Around $24 million of the surplus should fully fund the state's main emergency reserve. As recently amended, state law requires the deposit of up to half of any annual revenue surplus under that reserve, known as Rainy Day Fund A, equals 13 percent of general revenue spending. Paired with a second rainy day fund, the state's emergency reserves are around 20 percent of that spending, McKown said.
West Virginia's reserves are ranked among the most robust among the states.
Disasters and other emergencies are a key reason for keeping a rainy day fund. Though the violent storms that tore through West Virginia last week may eventually require the state to tap the reserve, McKown and Muchow noted that the state recently created a $10 million disaster relief fund for such purposes.
The officials also cited how that the state annually and temporarily withdraws funding - $62 million this year - at the beginning of each budget year to ensure government has enough cash on hand for day-to day expenses. That money is typically returned to the reserves by the fall. Investment earnings also affect the reserve balances.

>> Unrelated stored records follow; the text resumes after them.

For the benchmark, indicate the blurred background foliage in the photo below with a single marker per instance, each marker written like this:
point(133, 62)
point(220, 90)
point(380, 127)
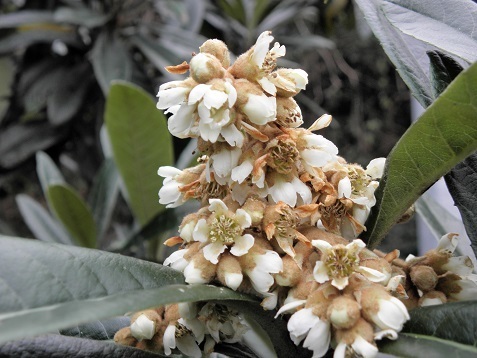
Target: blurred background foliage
point(57, 61)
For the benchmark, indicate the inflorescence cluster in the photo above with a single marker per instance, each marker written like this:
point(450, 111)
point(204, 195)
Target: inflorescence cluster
point(280, 217)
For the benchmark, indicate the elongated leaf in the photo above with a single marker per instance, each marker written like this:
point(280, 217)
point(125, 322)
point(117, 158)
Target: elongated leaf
point(26, 17)
point(405, 52)
point(450, 321)
point(449, 25)
point(21, 141)
point(415, 345)
point(461, 182)
point(81, 16)
point(103, 195)
point(73, 212)
point(40, 222)
point(53, 345)
point(111, 60)
point(37, 277)
point(47, 171)
point(444, 69)
point(99, 330)
point(141, 143)
point(443, 136)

For Medicaid, McKown and Muchow say $65 million of the surplus should ensure a balanced program budget as well as at least $11 million in reserve for the 2014 budget year.
The general revenue collections show that both personal income and sales tax revenues beat their estimates and exceeded what they brought in during the prior year. That reflects improved economic activity. The two tax categories together brought in $1.8 billion of the year's total, and each had improved over the 2010-2011 budget year by about 6 percent.

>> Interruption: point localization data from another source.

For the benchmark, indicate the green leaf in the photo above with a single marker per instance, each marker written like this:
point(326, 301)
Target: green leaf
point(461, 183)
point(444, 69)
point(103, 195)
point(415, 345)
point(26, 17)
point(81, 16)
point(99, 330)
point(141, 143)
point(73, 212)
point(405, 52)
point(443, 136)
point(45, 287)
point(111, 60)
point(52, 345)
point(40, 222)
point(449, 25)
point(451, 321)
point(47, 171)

Severance taxes, applied on coal and other extracted natural resources, brought in a record $467 million, Muchow said. These taxes played a key role in keeping West Virginia's general revenue budget balanced during and immediately after the Great Recession. While collections beat the year's forecast by more than $22 million, Muchow noted that coal production has declined in recent months and severance tax revenues are destined to follow.
Corporate net and business franchise taxes, meanwhile, while ahead of the year's projection at $188 million, were down nearly 38 percent from the prior year. West Virginia's tax system is coupled with the federal government's, and Muchow said federal policies account for some of the shortfall. The state also cut the rates for both taxes this year.
"This is largely the result of tax changes," Muchow said of the taxes' performance.
West Virginia is scheduled to repeal the business franchise tax, which applies to net equity, by the end of 2014. The state will also continue to shave down the corporate net rate, to 7 percent on Jan. 1, because emergency reserves equaled at least 10 percent of general revenue spending. State law will cut that rate further, to 6.5 percent in January 2014, if those reserve levels hold.
Current reserve levels also keep the state on course to erase the so-called food tax. A series of scheduled cuts have reduced the sales tax rate on groceries, including by 1 penny per dollar spent on Sunday. The rate was 6 percent in 2005. The food tax will disappear July 1, 2013, if the state can keep the main emergency reserve equal at least to 12.5 percent of general revenue spending as of Dec. 31.